I’ve always told friends that once I told my ex I wanted a divorce he treated me like I was the one who cheated. Angry emails, rude texts, swearing at me (he didn’t do this when we were married). The lightbulb went on one day when I realized that my asking for the divorce ruined his “image” he was putting out into the world. How true I was. Now that he’s remarried and his “normal” appearance is back in check, he’s not quite as abusive to me–yes, there are still times he lashes out with venom, but I’ve begun to heal and the affects aren’t as dominant in my life.
The effects of living with a narcissists take time to overcome
After I asked my ex to move out, it was like I could breathe again. Yes, I was mourning the loss of my family and my heart hurt for “failing” myself and my kids, but for me, Lori, I finally felt free. After counseling and many hours of reading about NPD, I realized why: living with a person suffering from NPD can slowly but surely erode your sense of self-worth till you are left feeling small, worthless, incomplete.
Some of you may remember my last post where I wrote about my overwhelming anxiety-filled moment with my now husband, Brandon. I was filled with fear and frustration when I couldn’t reach him by text or phone. The devastating issues from my first marriage clouded that moment for me, and I began to realize that the nearly 20 years of living with a narcissist may have an everlasting effect on me.

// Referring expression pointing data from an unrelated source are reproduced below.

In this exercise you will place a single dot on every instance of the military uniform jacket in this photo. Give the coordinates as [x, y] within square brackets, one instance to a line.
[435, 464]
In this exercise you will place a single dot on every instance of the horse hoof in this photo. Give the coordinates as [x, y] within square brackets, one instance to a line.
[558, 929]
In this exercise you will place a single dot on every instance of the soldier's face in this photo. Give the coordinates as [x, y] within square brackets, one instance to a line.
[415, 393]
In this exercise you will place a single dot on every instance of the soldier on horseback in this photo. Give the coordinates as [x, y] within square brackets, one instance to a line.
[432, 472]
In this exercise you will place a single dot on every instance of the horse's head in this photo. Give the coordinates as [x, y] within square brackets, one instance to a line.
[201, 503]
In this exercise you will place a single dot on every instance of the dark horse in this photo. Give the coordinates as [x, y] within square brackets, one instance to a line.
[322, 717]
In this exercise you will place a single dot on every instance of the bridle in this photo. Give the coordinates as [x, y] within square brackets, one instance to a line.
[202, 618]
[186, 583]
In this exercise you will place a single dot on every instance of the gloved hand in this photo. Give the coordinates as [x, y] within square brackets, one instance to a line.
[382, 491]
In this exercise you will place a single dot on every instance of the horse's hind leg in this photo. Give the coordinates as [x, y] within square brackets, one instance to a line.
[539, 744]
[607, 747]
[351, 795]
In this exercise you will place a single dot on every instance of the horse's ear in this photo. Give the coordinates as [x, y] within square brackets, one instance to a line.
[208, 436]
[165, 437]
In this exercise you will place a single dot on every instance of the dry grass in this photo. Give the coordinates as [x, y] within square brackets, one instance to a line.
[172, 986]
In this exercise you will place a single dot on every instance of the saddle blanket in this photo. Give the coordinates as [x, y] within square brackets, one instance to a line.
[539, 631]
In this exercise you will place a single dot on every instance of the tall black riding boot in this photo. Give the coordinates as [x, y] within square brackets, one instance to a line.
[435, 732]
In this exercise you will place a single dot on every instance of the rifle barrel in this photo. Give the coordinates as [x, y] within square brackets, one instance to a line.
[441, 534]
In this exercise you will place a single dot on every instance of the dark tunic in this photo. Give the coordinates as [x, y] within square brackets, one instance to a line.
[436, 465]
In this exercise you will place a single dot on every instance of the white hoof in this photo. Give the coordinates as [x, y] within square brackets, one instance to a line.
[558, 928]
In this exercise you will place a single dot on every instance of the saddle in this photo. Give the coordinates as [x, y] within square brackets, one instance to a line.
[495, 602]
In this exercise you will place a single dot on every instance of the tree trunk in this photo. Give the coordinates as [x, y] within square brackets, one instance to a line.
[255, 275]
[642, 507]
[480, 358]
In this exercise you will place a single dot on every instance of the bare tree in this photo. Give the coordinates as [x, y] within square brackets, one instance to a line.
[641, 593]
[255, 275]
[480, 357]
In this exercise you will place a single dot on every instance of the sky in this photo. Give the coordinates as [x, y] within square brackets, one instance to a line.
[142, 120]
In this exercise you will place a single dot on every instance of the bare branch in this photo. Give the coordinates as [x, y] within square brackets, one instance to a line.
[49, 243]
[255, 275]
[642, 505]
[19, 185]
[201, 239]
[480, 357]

I found an article written a few weeks ago posted on Sanctuary for the Abused. The article goes into detail about how some Narcissists can cause PTSD for their victims. There was one point in the article where as I read, I stopped and wondered if I’d ever escape my ex husband’s controlling, bullying actions
Fear, horror, chronic anxiety, and panic attacks are triggered by any reminder of the experience, e.g.receiving threatening letters or email from the narcissist or psychopath or their friends, their family or attorneys. Additionally postings on online boards or sites about the victim by the abuser (often to try to make the victim look like the abusive one!) can add to these triggers and health related issues tremendously.
As I read this I remembered that I am now in control. Not him. He may spread rumors about me being a “bad mother” or a “liar” and some people may believe them, but I know the truth. Now, I limit our communications to email or text, and when he writes demeaning or rude things, I quickly put him in check and tell him to stop harassing me. His poisonous words still make their way into my psyche occasionally, but I’ve learned that his words come from a sad, lonely, insecure place. Misery loves company, right? He’s trying to pull me down to the dirty swamp he lives in. And I won’t let him anymore.
For those of you who are dealing with a narcissist in your life, there is hope to moving away from the pain and control. My experiences are not as severe as some. For that, I am lucky, but they are real. Daily, my ex husband’s behavior still affects my children–this is something we are trying work through. It’s something that will be in my life forever, and it requires work. My suggestion: read, meditate, surround yourself with positive people who love you, build a support system. Realize that you are enough just by being you. As one of my favorite authors, Brené Brown, says, “If we can’t stand up to ‘the never good enough’ and ‘who do you think you are’ we can’t move forward.”